Kevin Ayers Rainbow Takeaway 1978 LP

Kevin Ayers ‘Rainbow Takeaway’ Harvest 1978, LP version



1 comment… add one
  • Tim HOLT May 17, 2020, 6:17 pm

    This album was released in the spring of 1978 and was the follow-up to the excellent and very commercial “Yes We Have No Mananas” in 1976.

    Rainbow Takeaway’s release came with quite high hopes, particularly as Kevin had undertaken a spring 1977 UK tour which was probably his most successful yet.

    There was unfortunately a dip in his songwriting on this album, with the result being that in typical Kevin Ayers fashion he took something of a step back after the promise of the predecessor album.

    That’s not to say the album is poor. The opening track “Blaming It All On love” is a fine song, and in many ways captures his career in one song; it has a pleasant melodic almost Bossa Nova type groove, his smooth baritone voice skips across the top in typical fashion, and the song is so catchy it could have been a hit single.

    The rest of side one is a mixed bag.The title track is rautious and noisy which is fine, but out stays it’s welcome after about 2 minutes, while “The Ballard Of a Salesman” and “View From The Mountain” have what might be described as experimental qualities, and represent the other side of Kevin Ayers career. They reinforce the fact that for every “Caribbean Moon” there is a “Pisser Dans Un Violon.” Such musical inconsistency plagued his career and prevented him from being the star his talent deserved.

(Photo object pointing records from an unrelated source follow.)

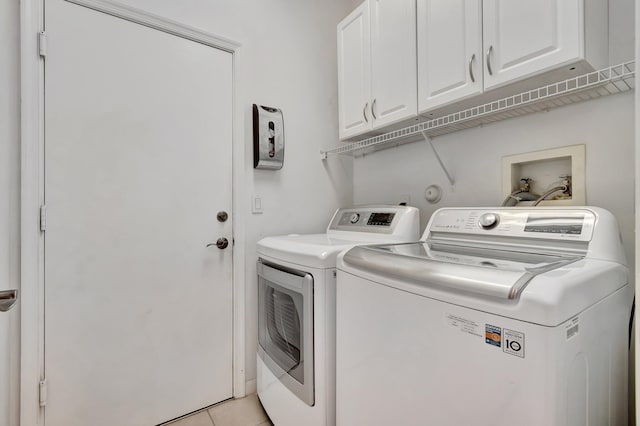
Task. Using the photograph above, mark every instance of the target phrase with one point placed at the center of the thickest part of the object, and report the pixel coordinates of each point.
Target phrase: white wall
(9, 205)
(287, 60)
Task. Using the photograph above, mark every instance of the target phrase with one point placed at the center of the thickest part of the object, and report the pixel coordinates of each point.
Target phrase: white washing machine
(499, 317)
(296, 310)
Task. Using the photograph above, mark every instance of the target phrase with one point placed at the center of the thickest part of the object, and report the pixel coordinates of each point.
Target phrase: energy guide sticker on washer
(513, 343)
(492, 335)
(465, 325)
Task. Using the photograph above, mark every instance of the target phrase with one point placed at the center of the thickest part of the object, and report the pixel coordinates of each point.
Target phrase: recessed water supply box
(547, 169)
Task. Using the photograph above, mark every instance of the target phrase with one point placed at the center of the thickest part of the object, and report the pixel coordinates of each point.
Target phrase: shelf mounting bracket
(444, 169)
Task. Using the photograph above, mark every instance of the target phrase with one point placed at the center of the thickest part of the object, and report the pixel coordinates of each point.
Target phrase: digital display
(381, 219)
(555, 224)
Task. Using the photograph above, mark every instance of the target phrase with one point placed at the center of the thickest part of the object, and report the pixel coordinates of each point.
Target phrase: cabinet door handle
(473, 58)
(489, 59)
(8, 298)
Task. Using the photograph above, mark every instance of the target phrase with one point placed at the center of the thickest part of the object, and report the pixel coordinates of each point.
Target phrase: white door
(393, 58)
(138, 162)
(354, 73)
(525, 37)
(449, 51)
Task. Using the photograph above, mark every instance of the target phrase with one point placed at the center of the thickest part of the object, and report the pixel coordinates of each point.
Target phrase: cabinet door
(393, 56)
(526, 37)
(354, 73)
(449, 51)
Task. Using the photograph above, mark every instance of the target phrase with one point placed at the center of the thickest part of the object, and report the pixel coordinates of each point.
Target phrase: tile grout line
(210, 417)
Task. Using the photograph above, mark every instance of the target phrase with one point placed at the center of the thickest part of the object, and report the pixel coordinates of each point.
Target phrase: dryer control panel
(379, 219)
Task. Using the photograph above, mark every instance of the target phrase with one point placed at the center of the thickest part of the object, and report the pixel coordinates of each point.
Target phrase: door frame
(32, 192)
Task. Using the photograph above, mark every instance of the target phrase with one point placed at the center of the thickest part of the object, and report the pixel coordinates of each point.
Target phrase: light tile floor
(236, 412)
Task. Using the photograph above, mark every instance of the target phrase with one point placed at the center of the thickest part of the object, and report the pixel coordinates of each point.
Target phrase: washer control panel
(572, 224)
(488, 220)
(377, 219)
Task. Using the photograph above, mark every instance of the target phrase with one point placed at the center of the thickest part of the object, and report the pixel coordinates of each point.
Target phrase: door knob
(222, 243)
(8, 298)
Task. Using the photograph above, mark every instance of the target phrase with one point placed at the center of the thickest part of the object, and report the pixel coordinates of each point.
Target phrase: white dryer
(498, 317)
(296, 310)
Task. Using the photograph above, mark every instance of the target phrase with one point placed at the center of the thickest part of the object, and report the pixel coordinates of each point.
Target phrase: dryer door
(285, 326)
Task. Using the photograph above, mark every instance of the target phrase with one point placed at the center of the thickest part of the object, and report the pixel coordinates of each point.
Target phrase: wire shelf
(596, 84)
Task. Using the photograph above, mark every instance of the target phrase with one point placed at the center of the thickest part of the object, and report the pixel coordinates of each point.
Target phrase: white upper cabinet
(354, 73)
(393, 58)
(523, 38)
(449, 51)
(377, 70)
(468, 47)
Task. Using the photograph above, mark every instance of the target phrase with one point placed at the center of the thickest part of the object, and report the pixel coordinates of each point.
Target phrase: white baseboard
(251, 386)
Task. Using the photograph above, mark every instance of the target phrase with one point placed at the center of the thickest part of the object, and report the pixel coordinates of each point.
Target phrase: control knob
(488, 220)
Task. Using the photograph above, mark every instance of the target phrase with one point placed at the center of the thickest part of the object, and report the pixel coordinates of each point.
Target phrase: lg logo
(514, 346)
(513, 343)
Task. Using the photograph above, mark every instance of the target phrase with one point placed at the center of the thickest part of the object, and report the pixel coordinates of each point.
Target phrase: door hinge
(43, 392)
(43, 218)
(42, 44)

    Anyhow, back to the album and the arguably more commercial second side, which includes the stand out swaggering rock meets reggae of “Beware Of The Dog”, the cool pop of “Goodnight Goodnight” and the whimsical “Hat Song”, a tiny vignette which says a lot about Mr. Ayers music in just over a minute. Side two is rounded off with “Strange Song” and “Waltz For You”. Both worthy of a listen for sure.

    Whether the record company or Kevin himself was disappointed in this album isn’t clear, but there was little or no promotion of it, no touring, interviews or press. It came, it went, and is one of the lesser albums of his golden period. In retrospect it marked the beginning of the end, though he still had “That’s What You Get Babe” to come in 1980 before leaving the major record companies and the chance of mainstream success behind.